Anton holds two VMware Certified Design Expert (VCDX) certifications and a Cisco Certified DevNet Expert certification. Worldwide, fewer than 60 people have achieved two VCDX certifications, while less than 1% of networking professionals hold the CCIE DevNet certification.

In this interview, Anton Davidovskii shares insight on his most significant projects, discusses IT system design, explores strategies for selecting vendors and technologies, and offers advice on how to avoid "breaking" complex IT infrastructures.

Would you start by explaining what an IT architect does?

An IT architect is a specialist responsible for designing the operation of large-scale, complex, and distributed IT systems. This can include everything from networks of data centers to mobile communication systems for operators with thousands of towers or the infrastructure for international banks. Today, this role is in high demand across nearly all medium and large businesses, as companies can no longer rely on simple off-the-shelf solutions.

An IT architect develops a system design that aligns with the client's goals, business requirements, and various constraints. This design integrates multiple elements of IT infrastructure, including servers, databases, networks, and applications.

The architect also selects technologies and vendors while preparing a testing methodology for them. They analyze the possibilities for integrating new tools with existing systems, considering compatibility, scalability, costs, and other factors. Additionally, they ensure the system's architecture prioritizes security and disaster resilience. Importantly, they document all aspects so that other team members can effectively maintain, improve, and upgrade the infrastructure.

What skills are essential for such a specialist?
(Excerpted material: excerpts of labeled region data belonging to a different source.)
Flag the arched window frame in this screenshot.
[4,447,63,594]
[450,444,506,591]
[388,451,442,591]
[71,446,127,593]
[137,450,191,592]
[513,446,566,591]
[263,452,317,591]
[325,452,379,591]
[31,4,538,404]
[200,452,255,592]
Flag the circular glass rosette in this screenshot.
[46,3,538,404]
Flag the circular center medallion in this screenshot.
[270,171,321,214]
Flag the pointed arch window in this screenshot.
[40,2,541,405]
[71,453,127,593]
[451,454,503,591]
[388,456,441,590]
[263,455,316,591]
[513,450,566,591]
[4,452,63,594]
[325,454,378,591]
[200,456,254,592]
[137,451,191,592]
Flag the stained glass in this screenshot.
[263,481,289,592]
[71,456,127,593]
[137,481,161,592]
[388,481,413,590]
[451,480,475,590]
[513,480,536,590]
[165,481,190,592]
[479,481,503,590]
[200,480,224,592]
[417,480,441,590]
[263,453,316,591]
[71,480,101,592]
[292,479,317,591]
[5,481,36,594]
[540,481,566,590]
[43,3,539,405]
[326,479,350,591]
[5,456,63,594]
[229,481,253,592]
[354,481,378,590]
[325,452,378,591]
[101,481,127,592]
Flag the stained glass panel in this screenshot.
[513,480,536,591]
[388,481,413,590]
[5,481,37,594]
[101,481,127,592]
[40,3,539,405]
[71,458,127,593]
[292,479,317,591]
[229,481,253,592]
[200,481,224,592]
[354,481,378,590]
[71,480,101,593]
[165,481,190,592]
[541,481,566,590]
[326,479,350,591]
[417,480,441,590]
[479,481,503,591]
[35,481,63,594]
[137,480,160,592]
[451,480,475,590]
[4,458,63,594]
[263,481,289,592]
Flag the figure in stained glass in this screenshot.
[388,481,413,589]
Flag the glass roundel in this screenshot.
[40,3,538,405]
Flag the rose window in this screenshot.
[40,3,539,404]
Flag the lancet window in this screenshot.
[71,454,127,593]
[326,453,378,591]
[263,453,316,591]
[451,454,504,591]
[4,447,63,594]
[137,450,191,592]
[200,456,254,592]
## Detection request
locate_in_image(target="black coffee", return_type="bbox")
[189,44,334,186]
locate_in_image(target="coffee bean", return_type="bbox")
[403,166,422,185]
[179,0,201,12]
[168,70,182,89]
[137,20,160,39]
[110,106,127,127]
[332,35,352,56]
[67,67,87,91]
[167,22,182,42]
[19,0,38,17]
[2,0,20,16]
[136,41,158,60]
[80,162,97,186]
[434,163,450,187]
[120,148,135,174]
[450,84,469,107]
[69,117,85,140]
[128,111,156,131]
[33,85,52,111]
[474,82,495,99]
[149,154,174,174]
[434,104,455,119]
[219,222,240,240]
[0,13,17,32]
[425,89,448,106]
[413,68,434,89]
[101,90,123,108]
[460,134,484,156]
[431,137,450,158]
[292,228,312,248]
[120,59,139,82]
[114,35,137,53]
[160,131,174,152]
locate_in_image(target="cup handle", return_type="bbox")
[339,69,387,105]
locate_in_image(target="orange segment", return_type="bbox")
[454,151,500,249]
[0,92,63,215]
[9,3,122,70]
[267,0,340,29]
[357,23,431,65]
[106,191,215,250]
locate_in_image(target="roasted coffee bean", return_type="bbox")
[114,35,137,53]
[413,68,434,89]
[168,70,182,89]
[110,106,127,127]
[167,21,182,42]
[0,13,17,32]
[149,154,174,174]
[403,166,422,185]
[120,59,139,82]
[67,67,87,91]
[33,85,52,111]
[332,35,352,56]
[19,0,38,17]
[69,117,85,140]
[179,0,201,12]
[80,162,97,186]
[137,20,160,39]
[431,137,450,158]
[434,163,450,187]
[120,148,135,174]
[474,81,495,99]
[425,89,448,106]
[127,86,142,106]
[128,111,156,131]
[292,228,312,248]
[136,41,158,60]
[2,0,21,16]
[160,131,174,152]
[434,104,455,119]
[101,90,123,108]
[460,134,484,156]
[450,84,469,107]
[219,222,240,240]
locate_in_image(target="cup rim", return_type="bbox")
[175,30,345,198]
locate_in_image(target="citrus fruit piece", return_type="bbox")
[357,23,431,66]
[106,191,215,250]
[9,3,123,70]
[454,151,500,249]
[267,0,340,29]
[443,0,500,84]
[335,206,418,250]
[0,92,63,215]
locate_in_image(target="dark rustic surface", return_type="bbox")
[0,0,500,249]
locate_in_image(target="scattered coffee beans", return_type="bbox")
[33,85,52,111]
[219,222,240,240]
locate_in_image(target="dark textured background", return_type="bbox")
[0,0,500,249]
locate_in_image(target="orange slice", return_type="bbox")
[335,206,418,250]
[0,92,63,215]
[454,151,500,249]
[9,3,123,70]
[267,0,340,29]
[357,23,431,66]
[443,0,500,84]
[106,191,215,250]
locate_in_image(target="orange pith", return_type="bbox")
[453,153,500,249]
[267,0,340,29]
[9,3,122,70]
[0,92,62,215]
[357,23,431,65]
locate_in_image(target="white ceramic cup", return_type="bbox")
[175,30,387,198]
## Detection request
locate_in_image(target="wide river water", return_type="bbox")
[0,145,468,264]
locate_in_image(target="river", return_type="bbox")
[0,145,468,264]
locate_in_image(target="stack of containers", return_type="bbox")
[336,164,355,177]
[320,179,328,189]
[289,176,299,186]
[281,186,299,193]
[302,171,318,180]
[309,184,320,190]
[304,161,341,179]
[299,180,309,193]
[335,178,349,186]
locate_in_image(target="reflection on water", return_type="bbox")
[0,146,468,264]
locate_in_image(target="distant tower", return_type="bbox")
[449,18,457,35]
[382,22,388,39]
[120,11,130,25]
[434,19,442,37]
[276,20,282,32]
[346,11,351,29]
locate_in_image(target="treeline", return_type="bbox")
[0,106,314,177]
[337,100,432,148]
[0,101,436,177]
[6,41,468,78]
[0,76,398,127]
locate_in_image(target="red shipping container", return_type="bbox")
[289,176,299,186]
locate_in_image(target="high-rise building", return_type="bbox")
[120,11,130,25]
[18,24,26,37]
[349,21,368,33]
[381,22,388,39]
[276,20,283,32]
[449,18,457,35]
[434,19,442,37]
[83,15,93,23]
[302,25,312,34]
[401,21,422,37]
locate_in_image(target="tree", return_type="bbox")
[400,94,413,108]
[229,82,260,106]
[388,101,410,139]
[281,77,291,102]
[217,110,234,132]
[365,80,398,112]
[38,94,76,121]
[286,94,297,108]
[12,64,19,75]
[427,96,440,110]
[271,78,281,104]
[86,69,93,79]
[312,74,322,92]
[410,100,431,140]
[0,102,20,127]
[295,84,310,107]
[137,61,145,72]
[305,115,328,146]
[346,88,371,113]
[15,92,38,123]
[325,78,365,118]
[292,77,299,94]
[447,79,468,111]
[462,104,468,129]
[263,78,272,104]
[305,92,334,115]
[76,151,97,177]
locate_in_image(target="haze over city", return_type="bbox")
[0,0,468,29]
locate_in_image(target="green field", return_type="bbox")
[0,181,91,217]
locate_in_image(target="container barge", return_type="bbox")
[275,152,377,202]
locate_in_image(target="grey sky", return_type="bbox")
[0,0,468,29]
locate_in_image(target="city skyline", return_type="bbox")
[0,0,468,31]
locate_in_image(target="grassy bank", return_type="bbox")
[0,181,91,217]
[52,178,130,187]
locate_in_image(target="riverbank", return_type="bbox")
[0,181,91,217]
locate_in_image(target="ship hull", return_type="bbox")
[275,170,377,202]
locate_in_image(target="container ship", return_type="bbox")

A strong technical and analytical foundation, but that's not all. Well-developed soft skills are also crucial. On one hand, these skills are necessary for communicating with the client's representatives, helping the architect to understand their requirements and consolidate diverse ideas into an effective technical solution. On the other hand, soft skills are important for conveying the client's wishes to the team and coordinating their actions.

With over 20 years of experience in IT architecture, what projects have you worked on during this time?

I've worked on a wide variety of projects. One notable example was for a company that provided heat and electricity to an entire region. Our goal was to ensure the continuous operation of their IT systems, which involved building a distributed data center and guaranteeing the availability and security of information. We also needed to implement technical solutions for automatically transferring applications to an alternate site in case of an unforeseen event.

To achieve this, we utilized advanced tools, conducted extensive testing, and achieved target metrics for fault tolerance, performance, and recovery speed during catastrophic events. As a result, the client no longer experiences downtimes, which previously led to significant losses.

My team also developed an automated access rights assignment system for the largest bank in Russia and Eastern Europe, with a project budget exceeding $100 million. We built a new private cloud based on VMware Cloud Foundation and migrated over ten thousand of the bank's virtual services and machines. Ultimately, we deployed remote access infrastructure for over 30,000 users across all bank branches, resulting in faster and more efficient services.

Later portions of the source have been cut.